By contrast, in her video installation, Endangered Species (2006), choreographer, Shiobhan Davies, represents humanity as a body manipulating flexible rods. Movement of the rods reveals internal lines of force (energy):
Davies represents humanity as endangered. Housed in a museum vitrine (display case), her video installation archives a singularly powerful statement.
I use animation to represent humanity as energy systems.
Animations made to represent human vitality are being combined with visualisations of sustainable energy systems (powered by water, wind, and geothermal and solar heat).
The aim is to make empathic kinesthetic (bodily) connections between human and other systems of energy.

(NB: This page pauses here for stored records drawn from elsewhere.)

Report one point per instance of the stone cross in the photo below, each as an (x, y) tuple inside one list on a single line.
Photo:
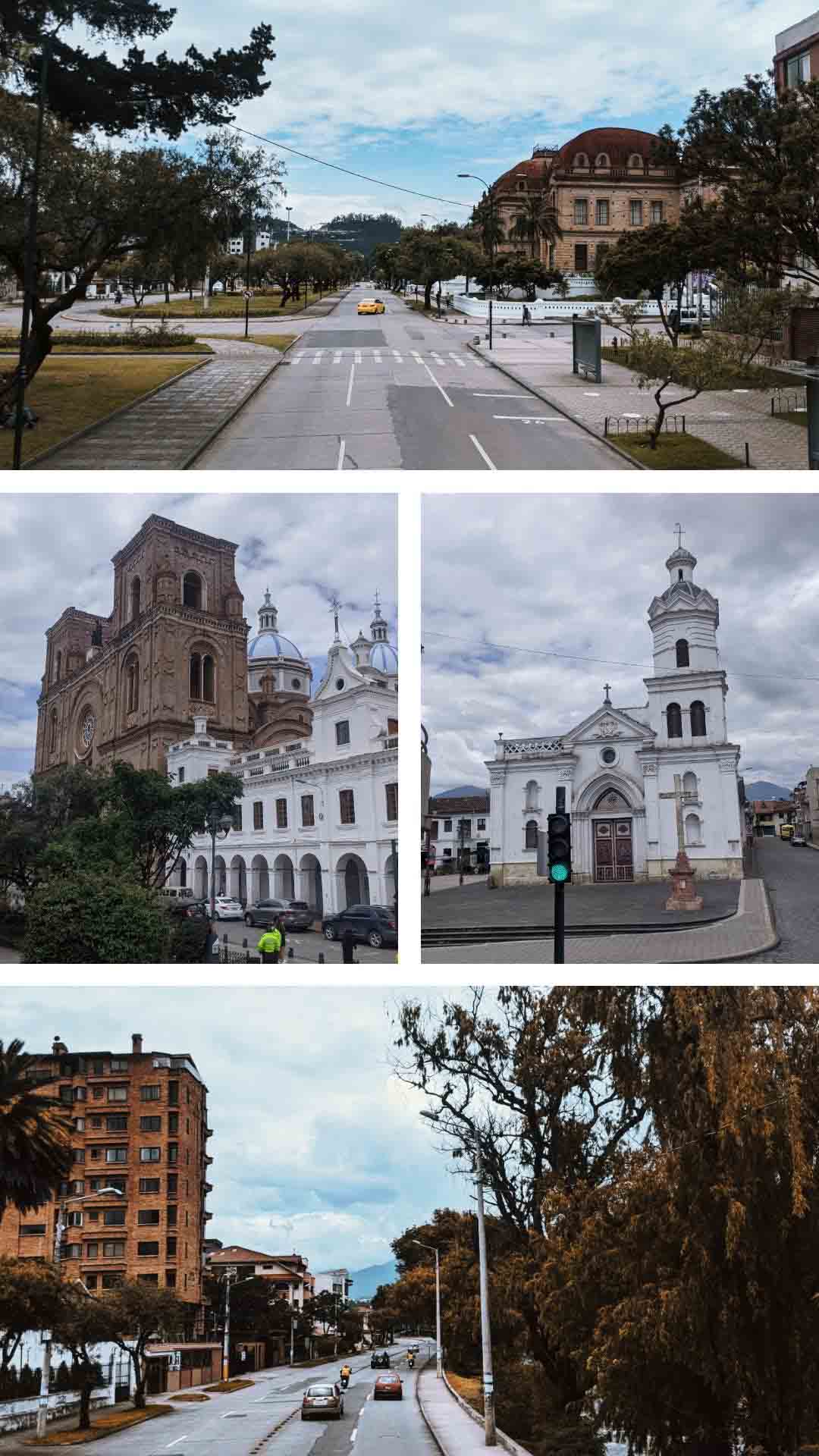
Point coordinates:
[(679, 797)]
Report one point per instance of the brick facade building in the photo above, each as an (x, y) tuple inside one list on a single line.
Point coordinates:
[(140, 1128), (599, 185)]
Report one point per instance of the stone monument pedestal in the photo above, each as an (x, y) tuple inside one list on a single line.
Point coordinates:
[(684, 894)]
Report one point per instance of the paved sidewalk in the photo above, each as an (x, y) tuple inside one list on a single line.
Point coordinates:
[(162, 433), (725, 419), (748, 932)]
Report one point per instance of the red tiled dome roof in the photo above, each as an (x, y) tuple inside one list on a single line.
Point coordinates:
[(618, 143)]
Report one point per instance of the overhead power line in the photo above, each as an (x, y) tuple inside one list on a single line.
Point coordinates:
[(394, 187), (602, 661)]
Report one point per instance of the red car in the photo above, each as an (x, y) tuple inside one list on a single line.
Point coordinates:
[(388, 1388)]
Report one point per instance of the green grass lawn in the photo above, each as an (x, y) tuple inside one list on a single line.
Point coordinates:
[(222, 306), (72, 394), (676, 453), (271, 341)]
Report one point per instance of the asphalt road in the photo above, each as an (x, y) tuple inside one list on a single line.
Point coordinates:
[(397, 391), (235, 1424), (792, 878)]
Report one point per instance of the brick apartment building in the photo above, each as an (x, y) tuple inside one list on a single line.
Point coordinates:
[(139, 1128)]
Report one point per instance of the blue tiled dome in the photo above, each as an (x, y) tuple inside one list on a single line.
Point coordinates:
[(384, 658), (271, 644)]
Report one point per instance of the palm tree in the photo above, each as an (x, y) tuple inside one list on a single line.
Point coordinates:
[(36, 1144), (538, 220)]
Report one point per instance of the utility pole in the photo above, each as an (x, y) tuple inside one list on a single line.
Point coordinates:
[(490, 1438)]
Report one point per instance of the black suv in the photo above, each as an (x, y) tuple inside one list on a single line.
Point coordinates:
[(371, 925)]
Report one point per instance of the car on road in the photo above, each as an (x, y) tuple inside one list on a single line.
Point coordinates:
[(295, 913), (388, 1388), (325, 1401), (371, 925), (228, 909)]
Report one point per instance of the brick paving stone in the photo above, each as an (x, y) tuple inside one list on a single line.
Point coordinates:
[(746, 934), (723, 419), (159, 433)]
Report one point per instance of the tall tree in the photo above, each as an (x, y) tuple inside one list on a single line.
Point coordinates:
[(36, 1133)]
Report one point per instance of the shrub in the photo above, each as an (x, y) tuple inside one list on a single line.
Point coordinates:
[(95, 918)]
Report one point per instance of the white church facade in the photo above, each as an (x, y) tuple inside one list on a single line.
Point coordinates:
[(635, 781)]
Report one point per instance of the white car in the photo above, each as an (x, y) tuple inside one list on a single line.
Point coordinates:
[(228, 909)]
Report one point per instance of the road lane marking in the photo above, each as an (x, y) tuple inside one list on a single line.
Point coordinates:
[(439, 386), (483, 453)]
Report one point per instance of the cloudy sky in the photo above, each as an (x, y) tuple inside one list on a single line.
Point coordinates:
[(316, 1145), (512, 577), (57, 554), (414, 96)]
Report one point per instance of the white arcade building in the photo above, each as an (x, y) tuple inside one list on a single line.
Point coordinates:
[(319, 813), (620, 764)]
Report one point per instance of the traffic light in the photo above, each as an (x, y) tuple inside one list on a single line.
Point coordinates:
[(560, 848)]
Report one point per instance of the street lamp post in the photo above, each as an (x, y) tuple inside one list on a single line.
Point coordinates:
[(216, 824), (490, 194), (431, 1250), (46, 1337)]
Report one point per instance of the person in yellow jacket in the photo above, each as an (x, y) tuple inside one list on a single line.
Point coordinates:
[(270, 946)]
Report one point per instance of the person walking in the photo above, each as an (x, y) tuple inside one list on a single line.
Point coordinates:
[(270, 946)]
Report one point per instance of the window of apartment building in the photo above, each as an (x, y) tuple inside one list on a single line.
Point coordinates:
[(798, 69)]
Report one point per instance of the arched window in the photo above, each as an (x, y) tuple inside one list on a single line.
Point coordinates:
[(131, 685), (692, 832), (193, 590)]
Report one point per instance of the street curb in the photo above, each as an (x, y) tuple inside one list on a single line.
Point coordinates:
[(194, 455), (123, 410), (553, 403)]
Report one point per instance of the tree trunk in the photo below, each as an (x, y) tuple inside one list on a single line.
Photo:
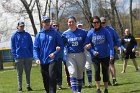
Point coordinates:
[(113, 3), (29, 12), (131, 20), (119, 22), (1, 62), (57, 10)]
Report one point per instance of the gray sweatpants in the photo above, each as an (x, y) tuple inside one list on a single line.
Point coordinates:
[(76, 64), (25, 63)]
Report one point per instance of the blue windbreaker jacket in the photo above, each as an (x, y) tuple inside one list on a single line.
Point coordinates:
[(101, 42), (21, 45), (74, 41), (115, 36), (45, 43)]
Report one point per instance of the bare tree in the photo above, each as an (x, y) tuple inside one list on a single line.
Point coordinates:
[(131, 21), (29, 12)]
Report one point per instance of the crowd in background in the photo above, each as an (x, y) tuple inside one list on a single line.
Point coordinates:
[(77, 48)]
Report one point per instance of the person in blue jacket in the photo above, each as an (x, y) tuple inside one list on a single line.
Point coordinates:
[(128, 45), (116, 41), (88, 65), (74, 39), (60, 59), (22, 51), (102, 51), (45, 53)]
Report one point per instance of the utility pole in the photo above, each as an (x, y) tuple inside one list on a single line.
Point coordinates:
[(57, 10), (91, 8), (50, 8), (131, 20)]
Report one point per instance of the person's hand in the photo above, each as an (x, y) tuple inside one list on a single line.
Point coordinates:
[(111, 59), (52, 55), (124, 50), (57, 48), (37, 61), (133, 50), (96, 53), (88, 46)]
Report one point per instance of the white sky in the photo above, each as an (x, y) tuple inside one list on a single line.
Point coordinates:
[(12, 20)]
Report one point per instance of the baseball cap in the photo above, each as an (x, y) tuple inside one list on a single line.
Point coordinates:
[(21, 24), (45, 19), (79, 23), (103, 19)]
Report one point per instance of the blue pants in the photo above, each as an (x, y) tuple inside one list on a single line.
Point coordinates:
[(48, 72), (25, 63)]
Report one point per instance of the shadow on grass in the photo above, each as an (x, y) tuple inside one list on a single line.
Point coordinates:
[(135, 91), (127, 83)]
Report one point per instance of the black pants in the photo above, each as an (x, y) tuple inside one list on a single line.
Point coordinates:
[(49, 76), (59, 71), (105, 67)]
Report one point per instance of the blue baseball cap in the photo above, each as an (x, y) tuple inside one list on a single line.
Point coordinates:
[(79, 23), (45, 19), (21, 24)]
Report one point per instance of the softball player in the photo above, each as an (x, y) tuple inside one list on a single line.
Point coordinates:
[(74, 39)]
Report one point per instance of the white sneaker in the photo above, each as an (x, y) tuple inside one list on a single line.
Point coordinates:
[(90, 85), (138, 70)]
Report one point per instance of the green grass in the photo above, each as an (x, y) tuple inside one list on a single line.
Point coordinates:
[(129, 82)]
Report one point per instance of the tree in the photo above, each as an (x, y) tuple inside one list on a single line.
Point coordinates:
[(131, 21), (29, 12)]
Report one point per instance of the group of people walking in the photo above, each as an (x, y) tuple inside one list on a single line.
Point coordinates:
[(76, 47)]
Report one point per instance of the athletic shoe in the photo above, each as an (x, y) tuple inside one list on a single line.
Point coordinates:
[(29, 89), (114, 83), (98, 91), (106, 91), (90, 85), (20, 89), (109, 83), (83, 85)]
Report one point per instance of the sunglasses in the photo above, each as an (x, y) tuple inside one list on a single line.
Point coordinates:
[(103, 22), (97, 22), (55, 25)]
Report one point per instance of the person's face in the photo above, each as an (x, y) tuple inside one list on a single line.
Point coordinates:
[(103, 24), (46, 25), (127, 32), (71, 23), (55, 26), (20, 27), (80, 26), (96, 23)]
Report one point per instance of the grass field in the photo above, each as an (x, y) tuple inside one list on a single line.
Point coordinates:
[(129, 82)]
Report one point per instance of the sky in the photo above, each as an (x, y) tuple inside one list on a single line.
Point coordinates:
[(11, 20)]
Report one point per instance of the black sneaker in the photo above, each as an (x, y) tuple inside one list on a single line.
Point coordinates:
[(98, 91), (29, 89), (106, 91), (20, 89), (114, 83), (109, 83)]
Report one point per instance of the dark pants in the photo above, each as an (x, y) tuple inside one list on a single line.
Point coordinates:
[(105, 67), (59, 71), (26, 64), (67, 74), (49, 76)]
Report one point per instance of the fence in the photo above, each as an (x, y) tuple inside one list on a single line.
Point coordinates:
[(5, 56)]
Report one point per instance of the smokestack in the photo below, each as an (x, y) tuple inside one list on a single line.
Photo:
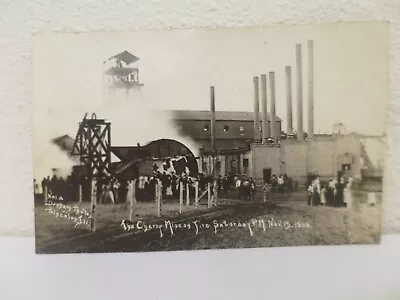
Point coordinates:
[(310, 128), (273, 113), (300, 133), (256, 109), (264, 109), (212, 104), (289, 110)]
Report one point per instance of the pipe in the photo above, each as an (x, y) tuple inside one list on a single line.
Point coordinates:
[(256, 109), (300, 132), (273, 112), (212, 127), (289, 110), (264, 109), (310, 128)]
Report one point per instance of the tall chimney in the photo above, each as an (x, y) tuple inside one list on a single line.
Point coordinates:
[(212, 129), (256, 109), (264, 109), (289, 110), (310, 128), (300, 133), (272, 96)]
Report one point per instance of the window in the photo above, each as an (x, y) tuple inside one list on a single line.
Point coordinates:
[(245, 162)]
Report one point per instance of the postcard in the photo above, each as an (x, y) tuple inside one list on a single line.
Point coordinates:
[(209, 138)]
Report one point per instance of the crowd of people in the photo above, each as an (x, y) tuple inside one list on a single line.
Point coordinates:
[(336, 192)]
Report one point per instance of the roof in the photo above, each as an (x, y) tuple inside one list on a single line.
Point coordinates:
[(219, 115), (126, 57), (161, 148), (120, 71)]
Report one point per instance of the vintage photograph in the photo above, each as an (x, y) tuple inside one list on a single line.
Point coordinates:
[(209, 138)]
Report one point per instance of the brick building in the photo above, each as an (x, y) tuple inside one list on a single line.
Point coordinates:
[(325, 155), (232, 129)]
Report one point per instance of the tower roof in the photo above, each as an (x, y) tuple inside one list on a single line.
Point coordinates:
[(126, 57)]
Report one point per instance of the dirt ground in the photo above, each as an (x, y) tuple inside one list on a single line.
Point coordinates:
[(284, 221)]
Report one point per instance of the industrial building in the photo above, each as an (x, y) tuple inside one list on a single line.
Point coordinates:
[(327, 155), (232, 129)]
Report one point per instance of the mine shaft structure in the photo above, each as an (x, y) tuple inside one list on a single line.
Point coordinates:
[(93, 146)]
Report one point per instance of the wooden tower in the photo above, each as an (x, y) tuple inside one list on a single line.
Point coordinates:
[(93, 146)]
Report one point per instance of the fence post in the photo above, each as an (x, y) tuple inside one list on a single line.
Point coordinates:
[(196, 194), (93, 202), (209, 194), (264, 194), (132, 198), (80, 193), (180, 196), (215, 193), (158, 197), (45, 194), (187, 194)]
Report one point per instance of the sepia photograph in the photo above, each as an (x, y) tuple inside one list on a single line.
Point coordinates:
[(198, 139)]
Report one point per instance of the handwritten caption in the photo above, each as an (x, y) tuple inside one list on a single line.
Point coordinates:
[(196, 226), (79, 216)]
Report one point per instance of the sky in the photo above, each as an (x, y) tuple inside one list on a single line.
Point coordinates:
[(177, 68)]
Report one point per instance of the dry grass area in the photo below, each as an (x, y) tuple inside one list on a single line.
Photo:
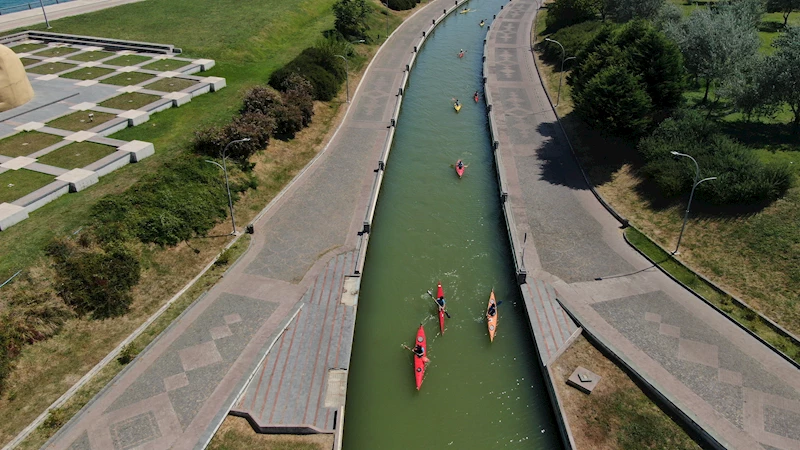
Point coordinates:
[(47, 369), (235, 433), (617, 414), (746, 254)]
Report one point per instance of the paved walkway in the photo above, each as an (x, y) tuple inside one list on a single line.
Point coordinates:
[(179, 389), (740, 392)]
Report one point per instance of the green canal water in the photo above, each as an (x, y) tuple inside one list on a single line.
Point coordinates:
[(431, 226)]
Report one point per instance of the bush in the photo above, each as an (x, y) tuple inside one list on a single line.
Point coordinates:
[(615, 100), (574, 38), (402, 5), (742, 179), (186, 198), (562, 13), (94, 279)]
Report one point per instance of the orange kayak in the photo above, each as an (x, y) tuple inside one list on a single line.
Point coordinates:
[(491, 319), (420, 361)]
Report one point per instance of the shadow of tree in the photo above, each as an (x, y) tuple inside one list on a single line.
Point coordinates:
[(771, 136)]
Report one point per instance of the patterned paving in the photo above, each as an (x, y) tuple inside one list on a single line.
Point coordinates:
[(290, 391), (551, 325)]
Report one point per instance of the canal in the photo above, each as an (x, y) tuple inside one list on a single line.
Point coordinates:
[(430, 226)]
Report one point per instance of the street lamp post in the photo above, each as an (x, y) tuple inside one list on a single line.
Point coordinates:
[(691, 195), (561, 76), (224, 168), (346, 76), (45, 15)]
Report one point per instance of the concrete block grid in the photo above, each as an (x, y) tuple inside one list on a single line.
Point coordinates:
[(52, 86), (721, 382)]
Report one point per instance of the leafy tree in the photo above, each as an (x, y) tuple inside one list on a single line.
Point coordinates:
[(783, 71), (715, 42), (626, 10), (784, 7), (615, 100), (650, 79), (351, 17), (562, 13), (742, 178)]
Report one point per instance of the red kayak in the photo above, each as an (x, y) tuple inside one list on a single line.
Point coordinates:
[(420, 361), (440, 294)]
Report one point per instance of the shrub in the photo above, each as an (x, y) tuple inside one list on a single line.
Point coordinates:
[(94, 279), (742, 178), (563, 13), (574, 38), (402, 5), (615, 100), (351, 17)]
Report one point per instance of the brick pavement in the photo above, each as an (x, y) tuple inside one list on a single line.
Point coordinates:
[(736, 389), (178, 390)]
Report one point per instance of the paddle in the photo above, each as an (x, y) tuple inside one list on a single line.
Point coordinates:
[(437, 304)]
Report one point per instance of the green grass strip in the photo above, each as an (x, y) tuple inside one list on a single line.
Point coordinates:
[(733, 309)]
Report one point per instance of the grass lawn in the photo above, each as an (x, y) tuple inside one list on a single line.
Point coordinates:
[(91, 56), (50, 68), (15, 184), (87, 73), (128, 79), (127, 60), (130, 100), (617, 414), (268, 34), (79, 121), (27, 48), (26, 142), (56, 51), (165, 65), (235, 433), (754, 256), (170, 84), (77, 155)]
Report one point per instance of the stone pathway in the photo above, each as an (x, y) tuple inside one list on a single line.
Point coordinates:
[(741, 393), (177, 392)]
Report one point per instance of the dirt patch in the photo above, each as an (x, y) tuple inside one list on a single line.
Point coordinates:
[(617, 414), (236, 433)]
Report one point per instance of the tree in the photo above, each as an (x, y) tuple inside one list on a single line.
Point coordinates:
[(351, 17), (615, 100), (562, 13), (714, 42), (626, 10), (783, 6), (783, 75)]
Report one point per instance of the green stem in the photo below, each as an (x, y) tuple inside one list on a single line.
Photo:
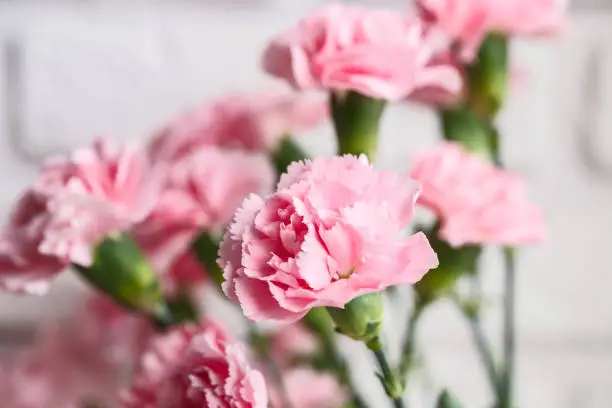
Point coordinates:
[(391, 383), (206, 248), (356, 120), (484, 350), (507, 381), (408, 345), (259, 342), (320, 323)]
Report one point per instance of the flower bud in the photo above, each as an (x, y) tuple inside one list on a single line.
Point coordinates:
[(488, 76), (361, 319), (120, 270), (446, 400), (287, 152), (454, 263), (462, 125), (356, 120), (320, 322)]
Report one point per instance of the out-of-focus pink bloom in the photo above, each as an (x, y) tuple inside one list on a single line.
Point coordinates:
[(202, 190), (186, 271), (310, 389), (528, 17), (167, 232), (467, 22), (436, 96), (212, 182), (193, 367), (464, 22), (93, 193), (292, 341), (476, 202), (378, 53), (83, 361), (252, 121), (329, 234), (22, 267)]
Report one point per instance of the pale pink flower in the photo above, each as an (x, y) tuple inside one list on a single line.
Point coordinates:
[(185, 271), (528, 17), (378, 53), (464, 22), (201, 192), (191, 367), (252, 121), (476, 202), (467, 22), (292, 341), (94, 193), (212, 182), (82, 361), (22, 267), (310, 389), (328, 235)]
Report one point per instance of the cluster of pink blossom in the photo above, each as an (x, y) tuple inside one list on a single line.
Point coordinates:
[(332, 230)]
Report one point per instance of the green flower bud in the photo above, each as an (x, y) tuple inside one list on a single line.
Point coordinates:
[(320, 322), (361, 319), (463, 126), (454, 263), (356, 120), (120, 270), (446, 400), (287, 152), (206, 248)]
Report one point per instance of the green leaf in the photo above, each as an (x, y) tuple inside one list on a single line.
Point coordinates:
[(446, 400), (120, 270)]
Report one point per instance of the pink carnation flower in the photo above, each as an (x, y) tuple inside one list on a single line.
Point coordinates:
[(82, 361), (185, 271), (255, 121), (467, 22), (476, 202), (93, 193), (202, 190), (310, 389), (22, 267), (378, 53), (192, 367), (292, 341), (328, 235), (211, 183)]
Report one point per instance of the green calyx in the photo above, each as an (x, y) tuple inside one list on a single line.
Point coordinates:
[(361, 319), (120, 270), (356, 120), (488, 76), (453, 264)]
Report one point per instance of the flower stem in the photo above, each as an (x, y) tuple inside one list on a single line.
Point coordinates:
[(356, 120), (408, 345), (260, 345), (320, 323), (507, 380), (484, 350), (388, 378)]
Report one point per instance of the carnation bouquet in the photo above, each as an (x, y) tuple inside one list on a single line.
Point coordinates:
[(223, 203)]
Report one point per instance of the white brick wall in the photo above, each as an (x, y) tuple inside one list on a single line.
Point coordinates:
[(93, 68)]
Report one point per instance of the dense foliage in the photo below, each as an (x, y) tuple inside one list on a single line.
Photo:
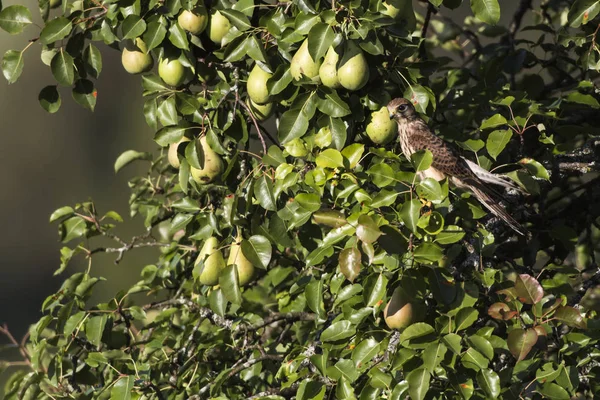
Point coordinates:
[(293, 233)]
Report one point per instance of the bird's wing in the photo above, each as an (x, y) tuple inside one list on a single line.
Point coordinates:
[(445, 158)]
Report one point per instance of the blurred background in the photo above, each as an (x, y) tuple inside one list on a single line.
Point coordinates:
[(52, 160)]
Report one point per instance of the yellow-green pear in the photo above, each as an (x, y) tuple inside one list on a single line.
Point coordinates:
[(399, 312), (381, 129), (328, 70), (261, 111), (213, 165), (135, 58), (303, 64), (213, 262), (296, 148), (353, 71), (401, 11), (219, 26), (172, 154), (257, 85), (194, 21), (171, 71), (243, 265)]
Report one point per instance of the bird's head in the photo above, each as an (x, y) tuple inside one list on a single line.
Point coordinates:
[(400, 109)]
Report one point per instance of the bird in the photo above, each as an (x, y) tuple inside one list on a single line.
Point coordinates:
[(415, 135)]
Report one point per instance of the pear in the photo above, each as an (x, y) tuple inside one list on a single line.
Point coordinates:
[(303, 64), (135, 57), (257, 85), (261, 111), (399, 312), (213, 165), (243, 265), (171, 71), (328, 71), (402, 11), (172, 154), (213, 262), (193, 21), (219, 26), (353, 72), (381, 129)]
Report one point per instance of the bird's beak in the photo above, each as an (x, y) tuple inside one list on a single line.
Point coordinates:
[(391, 111)]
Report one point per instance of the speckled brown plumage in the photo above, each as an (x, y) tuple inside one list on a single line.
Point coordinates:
[(415, 135)]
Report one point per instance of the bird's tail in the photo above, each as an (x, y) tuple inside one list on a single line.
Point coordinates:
[(495, 179), (495, 208)]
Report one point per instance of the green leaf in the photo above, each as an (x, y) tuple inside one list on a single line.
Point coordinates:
[(122, 389), (133, 26), (73, 228), (330, 158), (367, 229), (13, 19), (237, 19), (350, 264), (529, 290), (487, 11), (320, 37), (178, 37), (421, 160), (129, 156), (154, 35), (314, 298), (418, 383), (56, 30), (12, 65), (229, 283), (580, 98), (63, 68), (331, 104), (465, 318), (382, 175), (492, 122), (85, 94), (553, 391), (489, 382), (93, 60), (521, 341), (61, 212), (263, 190), (497, 141), (257, 249), (337, 331), (49, 99), (433, 355), (293, 124), (583, 11)]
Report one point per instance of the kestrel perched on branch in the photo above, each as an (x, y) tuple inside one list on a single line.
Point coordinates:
[(415, 135)]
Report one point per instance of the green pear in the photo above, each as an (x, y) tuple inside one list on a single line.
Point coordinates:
[(243, 265), (261, 111), (213, 165), (135, 57), (381, 129), (328, 70), (303, 64), (257, 85), (399, 312), (194, 21), (213, 262), (401, 11), (171, 71), (353, 72), (172, 154), (219, 26)]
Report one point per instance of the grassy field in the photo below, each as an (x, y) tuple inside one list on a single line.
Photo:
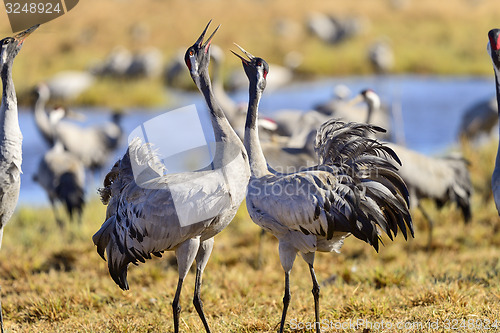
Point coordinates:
[(54, 281), (427, 37)]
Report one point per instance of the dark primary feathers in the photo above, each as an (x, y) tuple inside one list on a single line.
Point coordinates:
[(379, 196)]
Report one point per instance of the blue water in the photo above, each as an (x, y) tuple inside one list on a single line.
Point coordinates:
[(431, 107)]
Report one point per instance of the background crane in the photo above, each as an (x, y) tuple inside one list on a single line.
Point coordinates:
[(355, 191), (11, 137), (140, 222), (62, 175)]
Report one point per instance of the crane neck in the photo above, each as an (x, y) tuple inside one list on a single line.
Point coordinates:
[(258, 164), (9, 123), (497, 88)]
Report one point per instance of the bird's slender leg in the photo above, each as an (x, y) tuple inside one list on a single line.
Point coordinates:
[(201, 261), (185, 253), (287, 257), (286, 301), (430, 224), (309, 258)]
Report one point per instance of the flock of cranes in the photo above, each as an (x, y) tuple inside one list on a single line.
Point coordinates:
[(345, 179)]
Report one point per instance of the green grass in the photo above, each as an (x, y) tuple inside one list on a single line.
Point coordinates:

I have made many drawings of people, such as this one of a girl with a hoop, and am now combining using animation to express collective human energy:
The first animation towards a new project, ‘Animated Energies’, is Sustainability. This is set to a sound recording I made of the environmental scientist Mark Diesendorf when he spoke at a recent CAN (Climate Action Newtown) event.
The animation includes drawings that I made at the last National Folk Festival (Canberra). I drew people who I saw as energetic, with lines to reflect their vitality. The lines represent an ever-changing human form.
But do these lines best reflect Mark’s message, to talk to ‘every person we can’ about renewable energy?
Yesterday I showed the animation to two people. One (another artist) identified strongly with the lines. The other (not an artist) thought the figures were ‘weird’. Only after hearing the negative response did I recognise that I had drawn people who I had found ‘interesting’ (as well as energetic) and that may be seen as very different from the norm.
I also recognised that my style of drawing reflects my experience as a dancer. This does not reflect everyone’s experience of their body.
For my animated Everyman to appeal to ‘every person’, I need to make some changes. But I do not want to compromise the vitality of the work.
I will include more drawings that represent a wider range of people (drawn in city streets for example). Together with the folk festival drawings, these lines may better represent ‘Everyman’.
I had considered the idea of taking photographs of people and making tonal drop-out forms from these. But I don’t see people as static cut-out shapes. I see them as systems of flowing energy. This perception of people may seem weird to some people. However, as the philosopher Rob Siedel said (in con. 2008), ‘There is only one way of seeing the world: your way.’
There is clearly no one way to represent people that will be recognised by everyone. Nevertheless, perceptions can be expanded. My way of seeing people is now expanded by seeing the sense in another point of view.